If an interest in a closely held business arises during the marriage, divorce will typically involve the distribution of the business to one spouse; a buy-out of the other’s interest is often necessary, as divorcing spouses cannot be expected to work together. However, where spouses will have little contact, the court may award the business to both spouses. Sometimes a trustee may be appointed to oversee the operations of the business.
To determine the buy-out price, parties must rely on expert opinions. The valuation most commonly performed is according to the price that a business could attract in the open market, that is, what a willing buyer would pay a willing seller when neither is under any pressure to buy or sell. Tax Revenue Ruling 59-60 dictates
review of all relevant factors, including: 1) the nature and history of the business; 2) the economy and economic outlook; 3) book value; 4) earnings; 5) dividends; 6) intangible value such as goodwill; 7) actual sales similar companies; and 8) the stock value of similar publicly traded companies.

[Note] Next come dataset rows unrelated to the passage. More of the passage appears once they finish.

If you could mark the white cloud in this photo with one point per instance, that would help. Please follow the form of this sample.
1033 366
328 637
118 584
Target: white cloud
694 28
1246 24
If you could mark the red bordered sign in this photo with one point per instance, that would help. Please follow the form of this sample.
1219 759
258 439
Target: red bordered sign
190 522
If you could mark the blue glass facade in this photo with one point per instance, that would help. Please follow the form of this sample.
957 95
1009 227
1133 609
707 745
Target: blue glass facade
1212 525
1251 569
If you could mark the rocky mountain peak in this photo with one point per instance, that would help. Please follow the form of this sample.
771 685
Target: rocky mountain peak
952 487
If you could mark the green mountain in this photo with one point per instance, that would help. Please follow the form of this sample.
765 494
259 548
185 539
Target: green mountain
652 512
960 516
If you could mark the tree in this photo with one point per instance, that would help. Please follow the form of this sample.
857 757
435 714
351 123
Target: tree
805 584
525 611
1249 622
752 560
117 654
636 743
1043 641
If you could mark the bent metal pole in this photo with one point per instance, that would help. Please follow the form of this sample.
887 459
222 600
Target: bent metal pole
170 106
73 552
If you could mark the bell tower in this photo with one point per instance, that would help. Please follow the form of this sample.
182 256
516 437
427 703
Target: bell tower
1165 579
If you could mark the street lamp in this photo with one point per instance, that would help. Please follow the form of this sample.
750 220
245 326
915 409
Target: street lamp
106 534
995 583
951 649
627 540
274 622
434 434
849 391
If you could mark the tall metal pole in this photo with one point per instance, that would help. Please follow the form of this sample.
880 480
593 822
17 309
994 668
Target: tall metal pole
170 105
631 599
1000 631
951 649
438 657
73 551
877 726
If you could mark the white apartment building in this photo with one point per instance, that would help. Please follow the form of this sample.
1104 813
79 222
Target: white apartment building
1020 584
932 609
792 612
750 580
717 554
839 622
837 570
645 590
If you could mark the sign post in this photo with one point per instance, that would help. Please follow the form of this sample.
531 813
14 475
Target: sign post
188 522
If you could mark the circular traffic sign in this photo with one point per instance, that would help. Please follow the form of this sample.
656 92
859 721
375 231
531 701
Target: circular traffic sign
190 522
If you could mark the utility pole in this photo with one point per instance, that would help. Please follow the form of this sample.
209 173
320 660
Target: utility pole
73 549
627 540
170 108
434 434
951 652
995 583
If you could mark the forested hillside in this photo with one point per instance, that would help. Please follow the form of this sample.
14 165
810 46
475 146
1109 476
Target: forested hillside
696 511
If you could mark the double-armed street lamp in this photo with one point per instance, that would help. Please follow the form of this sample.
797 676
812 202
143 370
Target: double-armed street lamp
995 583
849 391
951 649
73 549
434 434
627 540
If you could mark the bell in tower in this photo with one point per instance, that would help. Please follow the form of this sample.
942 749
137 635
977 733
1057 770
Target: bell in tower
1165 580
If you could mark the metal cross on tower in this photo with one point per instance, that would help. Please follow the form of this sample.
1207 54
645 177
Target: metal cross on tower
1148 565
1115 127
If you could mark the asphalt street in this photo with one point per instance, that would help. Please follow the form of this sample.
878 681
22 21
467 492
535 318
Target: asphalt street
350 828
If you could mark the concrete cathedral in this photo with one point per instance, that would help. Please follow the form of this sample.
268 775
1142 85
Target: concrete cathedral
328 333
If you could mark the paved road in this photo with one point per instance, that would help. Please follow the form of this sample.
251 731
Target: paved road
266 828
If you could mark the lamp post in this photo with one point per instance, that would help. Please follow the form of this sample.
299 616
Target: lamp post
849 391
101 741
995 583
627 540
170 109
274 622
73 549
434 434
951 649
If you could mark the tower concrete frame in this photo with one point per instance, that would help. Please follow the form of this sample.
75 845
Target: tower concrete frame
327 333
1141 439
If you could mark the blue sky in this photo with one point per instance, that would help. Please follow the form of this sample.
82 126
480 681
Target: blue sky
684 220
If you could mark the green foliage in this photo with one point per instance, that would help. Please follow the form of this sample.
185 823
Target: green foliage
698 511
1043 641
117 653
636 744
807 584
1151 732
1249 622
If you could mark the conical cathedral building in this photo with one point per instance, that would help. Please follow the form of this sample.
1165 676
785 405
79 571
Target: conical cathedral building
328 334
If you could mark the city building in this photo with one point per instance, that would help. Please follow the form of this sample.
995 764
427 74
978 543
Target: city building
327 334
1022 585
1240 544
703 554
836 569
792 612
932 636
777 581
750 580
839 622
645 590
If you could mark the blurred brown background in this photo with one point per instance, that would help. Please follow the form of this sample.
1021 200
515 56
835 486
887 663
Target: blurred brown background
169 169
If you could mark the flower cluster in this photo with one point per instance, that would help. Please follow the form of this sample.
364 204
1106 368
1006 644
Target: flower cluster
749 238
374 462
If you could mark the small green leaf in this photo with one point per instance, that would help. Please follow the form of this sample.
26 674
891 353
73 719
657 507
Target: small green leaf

The “goodwill” of a business may or may not be appropriate for valuation. “Goodwill” is an intangible asset that may be defined as the reasonable expectancy of repeat business that will ultimately generate more revenue than the assets of the company alone. Accordingly, most any successful business will have goodwill; however, if the goodwill is solely due to the positive reputation of a single person, such goodwill will not be something that can be distributed in a divorce.